Tutorial Introduction
Tutorial Goals
This tutorial will show a lot of advanced features for ggplot. The primary purpose of this tutorial is to make you aware of possibilities! If some of the code seems complicated, that’s ok.
In this tutorial, we will:
- Learn how to combine multiple geometries in one plot
- Learn basic features to format multiple geometries neatly (like changing width, or nudging a geom)
- Talk about adding a ggplot directly into a pipe (to add some efficiency to your coding!)
What is a Geometry again?
In ggplot2
, we think of different plot representations as a “geometry” or “geom” as we call it in code. This is how we choose to represent data visually.
Some examples of geoms we have seen include points, boxplots, violinplots, density curves, and histograms.
Why Multiple Geoms?
Different geoms can share different insights about the data.
- Points show all of our data points
- Boxplots just represent the 5-number summary
- Densities and violinplots represent the shape of the data
Combining these two types of geoms can often lead to more powerful visuals that communicate much more information at once.
Nesting and Nudging
To format multiple geoms in the same plot, two common techniques are nesting and nudging
- With nesting, the goal is to put the biggest/widest geom down first, and then include narrower geoms on top (often with some transparency added)

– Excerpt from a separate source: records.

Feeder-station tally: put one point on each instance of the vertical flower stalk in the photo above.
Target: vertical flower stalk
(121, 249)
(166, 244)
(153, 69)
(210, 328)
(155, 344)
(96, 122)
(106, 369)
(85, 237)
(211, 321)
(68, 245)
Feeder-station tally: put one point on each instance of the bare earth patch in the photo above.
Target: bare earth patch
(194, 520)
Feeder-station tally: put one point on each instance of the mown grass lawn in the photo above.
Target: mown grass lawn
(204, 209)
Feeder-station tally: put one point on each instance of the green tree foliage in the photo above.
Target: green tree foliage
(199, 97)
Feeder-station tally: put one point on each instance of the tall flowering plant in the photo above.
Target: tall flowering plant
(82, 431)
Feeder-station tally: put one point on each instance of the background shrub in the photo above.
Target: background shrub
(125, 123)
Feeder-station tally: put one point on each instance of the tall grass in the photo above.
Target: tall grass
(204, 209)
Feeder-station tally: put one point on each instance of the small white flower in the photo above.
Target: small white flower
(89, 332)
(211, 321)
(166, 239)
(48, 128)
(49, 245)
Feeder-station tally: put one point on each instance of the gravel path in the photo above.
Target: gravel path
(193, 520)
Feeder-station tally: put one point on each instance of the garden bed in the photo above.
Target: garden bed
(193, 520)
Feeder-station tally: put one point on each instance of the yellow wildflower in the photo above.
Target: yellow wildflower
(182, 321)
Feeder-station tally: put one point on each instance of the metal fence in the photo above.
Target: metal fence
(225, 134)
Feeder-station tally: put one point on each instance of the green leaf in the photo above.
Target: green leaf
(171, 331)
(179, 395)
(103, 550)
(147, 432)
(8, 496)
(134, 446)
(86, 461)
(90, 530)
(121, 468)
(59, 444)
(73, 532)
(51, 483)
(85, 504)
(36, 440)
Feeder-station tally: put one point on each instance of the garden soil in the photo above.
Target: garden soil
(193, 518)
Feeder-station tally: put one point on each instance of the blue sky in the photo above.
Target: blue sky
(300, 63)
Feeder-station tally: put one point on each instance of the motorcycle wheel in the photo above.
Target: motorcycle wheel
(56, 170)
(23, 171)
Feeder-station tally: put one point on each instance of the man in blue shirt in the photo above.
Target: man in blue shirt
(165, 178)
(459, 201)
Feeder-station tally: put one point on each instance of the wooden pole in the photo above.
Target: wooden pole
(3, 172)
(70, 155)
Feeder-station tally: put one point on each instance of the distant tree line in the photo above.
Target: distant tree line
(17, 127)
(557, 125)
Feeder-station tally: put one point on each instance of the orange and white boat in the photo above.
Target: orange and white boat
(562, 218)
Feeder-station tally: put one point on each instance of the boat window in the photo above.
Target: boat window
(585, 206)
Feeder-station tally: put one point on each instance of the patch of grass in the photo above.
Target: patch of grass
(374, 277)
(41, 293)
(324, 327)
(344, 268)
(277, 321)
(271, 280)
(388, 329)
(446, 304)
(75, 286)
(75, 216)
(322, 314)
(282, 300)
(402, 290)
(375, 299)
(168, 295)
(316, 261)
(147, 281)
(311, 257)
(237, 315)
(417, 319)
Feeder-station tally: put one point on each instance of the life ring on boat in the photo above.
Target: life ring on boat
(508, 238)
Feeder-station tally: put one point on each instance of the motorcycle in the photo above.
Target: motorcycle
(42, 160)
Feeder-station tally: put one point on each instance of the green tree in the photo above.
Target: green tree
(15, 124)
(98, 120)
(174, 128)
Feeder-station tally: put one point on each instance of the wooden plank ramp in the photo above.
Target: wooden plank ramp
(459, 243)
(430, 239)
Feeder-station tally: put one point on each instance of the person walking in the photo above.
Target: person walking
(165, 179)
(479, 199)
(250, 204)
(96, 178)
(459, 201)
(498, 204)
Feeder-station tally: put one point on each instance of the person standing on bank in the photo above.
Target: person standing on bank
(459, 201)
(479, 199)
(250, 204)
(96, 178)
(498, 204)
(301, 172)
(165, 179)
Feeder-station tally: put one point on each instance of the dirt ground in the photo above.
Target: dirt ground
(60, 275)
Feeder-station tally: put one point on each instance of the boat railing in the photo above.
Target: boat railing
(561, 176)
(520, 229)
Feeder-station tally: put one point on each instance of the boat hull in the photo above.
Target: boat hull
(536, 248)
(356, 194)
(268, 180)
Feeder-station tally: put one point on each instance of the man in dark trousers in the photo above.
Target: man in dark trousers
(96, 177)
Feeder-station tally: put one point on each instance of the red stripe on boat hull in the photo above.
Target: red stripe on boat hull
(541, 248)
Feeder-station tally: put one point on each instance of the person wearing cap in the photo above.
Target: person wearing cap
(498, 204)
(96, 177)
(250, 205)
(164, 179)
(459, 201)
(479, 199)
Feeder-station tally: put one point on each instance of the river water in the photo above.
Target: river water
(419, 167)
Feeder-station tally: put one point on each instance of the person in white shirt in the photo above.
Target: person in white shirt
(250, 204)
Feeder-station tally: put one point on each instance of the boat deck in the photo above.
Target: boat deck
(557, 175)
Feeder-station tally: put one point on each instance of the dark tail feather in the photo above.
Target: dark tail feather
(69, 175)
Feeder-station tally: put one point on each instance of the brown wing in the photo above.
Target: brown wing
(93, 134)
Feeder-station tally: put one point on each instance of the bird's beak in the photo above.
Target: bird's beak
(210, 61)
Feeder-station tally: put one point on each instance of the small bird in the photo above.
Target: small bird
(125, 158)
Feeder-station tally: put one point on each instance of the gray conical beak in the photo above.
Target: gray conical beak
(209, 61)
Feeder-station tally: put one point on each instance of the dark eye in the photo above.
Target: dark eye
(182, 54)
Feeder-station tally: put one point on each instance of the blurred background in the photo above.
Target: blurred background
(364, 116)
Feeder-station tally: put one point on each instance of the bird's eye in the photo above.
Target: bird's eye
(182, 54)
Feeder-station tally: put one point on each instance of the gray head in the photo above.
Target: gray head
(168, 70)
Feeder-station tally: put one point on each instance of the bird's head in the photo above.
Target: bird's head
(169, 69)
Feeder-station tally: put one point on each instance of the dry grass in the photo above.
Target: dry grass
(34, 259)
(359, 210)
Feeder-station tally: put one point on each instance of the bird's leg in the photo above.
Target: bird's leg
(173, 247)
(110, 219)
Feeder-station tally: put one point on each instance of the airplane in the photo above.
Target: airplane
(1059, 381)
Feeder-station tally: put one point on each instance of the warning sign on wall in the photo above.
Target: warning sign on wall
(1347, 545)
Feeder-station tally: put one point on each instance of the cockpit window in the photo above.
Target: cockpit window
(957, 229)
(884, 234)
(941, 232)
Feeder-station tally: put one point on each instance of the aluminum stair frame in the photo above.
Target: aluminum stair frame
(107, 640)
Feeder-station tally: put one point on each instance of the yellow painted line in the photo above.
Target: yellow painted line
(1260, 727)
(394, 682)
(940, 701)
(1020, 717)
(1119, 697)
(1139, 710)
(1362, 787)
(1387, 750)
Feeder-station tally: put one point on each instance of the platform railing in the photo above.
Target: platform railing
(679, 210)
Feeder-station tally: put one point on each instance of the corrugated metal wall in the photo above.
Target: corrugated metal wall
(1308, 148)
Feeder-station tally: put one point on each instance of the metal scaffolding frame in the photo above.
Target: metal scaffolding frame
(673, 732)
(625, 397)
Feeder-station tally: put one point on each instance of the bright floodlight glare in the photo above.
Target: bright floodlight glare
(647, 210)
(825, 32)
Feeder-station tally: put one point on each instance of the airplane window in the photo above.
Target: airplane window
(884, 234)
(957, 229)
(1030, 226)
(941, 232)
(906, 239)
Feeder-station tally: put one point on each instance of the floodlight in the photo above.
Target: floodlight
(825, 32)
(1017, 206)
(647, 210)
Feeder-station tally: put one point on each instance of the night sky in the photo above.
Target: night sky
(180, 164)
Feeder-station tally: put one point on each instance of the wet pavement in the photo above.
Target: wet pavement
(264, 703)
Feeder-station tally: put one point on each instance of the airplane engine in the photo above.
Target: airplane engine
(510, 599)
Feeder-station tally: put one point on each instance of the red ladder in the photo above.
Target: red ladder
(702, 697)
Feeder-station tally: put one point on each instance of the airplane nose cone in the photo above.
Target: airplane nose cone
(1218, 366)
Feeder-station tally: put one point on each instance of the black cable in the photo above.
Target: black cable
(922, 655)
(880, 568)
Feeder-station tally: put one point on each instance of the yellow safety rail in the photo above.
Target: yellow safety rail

- With nudging, we lay multiple geoms side by side by nudging one to the left/right or up/down.
Nesting Geoms
Revisiting the Penguins
The penguins
data lists various anatomical measurements from over 300 penguins across 3 species.
library(palmerpenguins)
penguins
Boxplots inside violinplots
Violinplots are nice representations to express the distribution of a numeric variable.
ggplot(data = penguins, aes(x = species, y = bill_length_mm, fill = species)) +
geom_violin()
A reminder about multiple lines
Just a reminder, when you have multiple arguments inside a function, you can put each new argument on a new line to improve readability. The following code does the same thing, but I just put the aes arguments in new lines. This will be helpful for some of the longer code examples coming!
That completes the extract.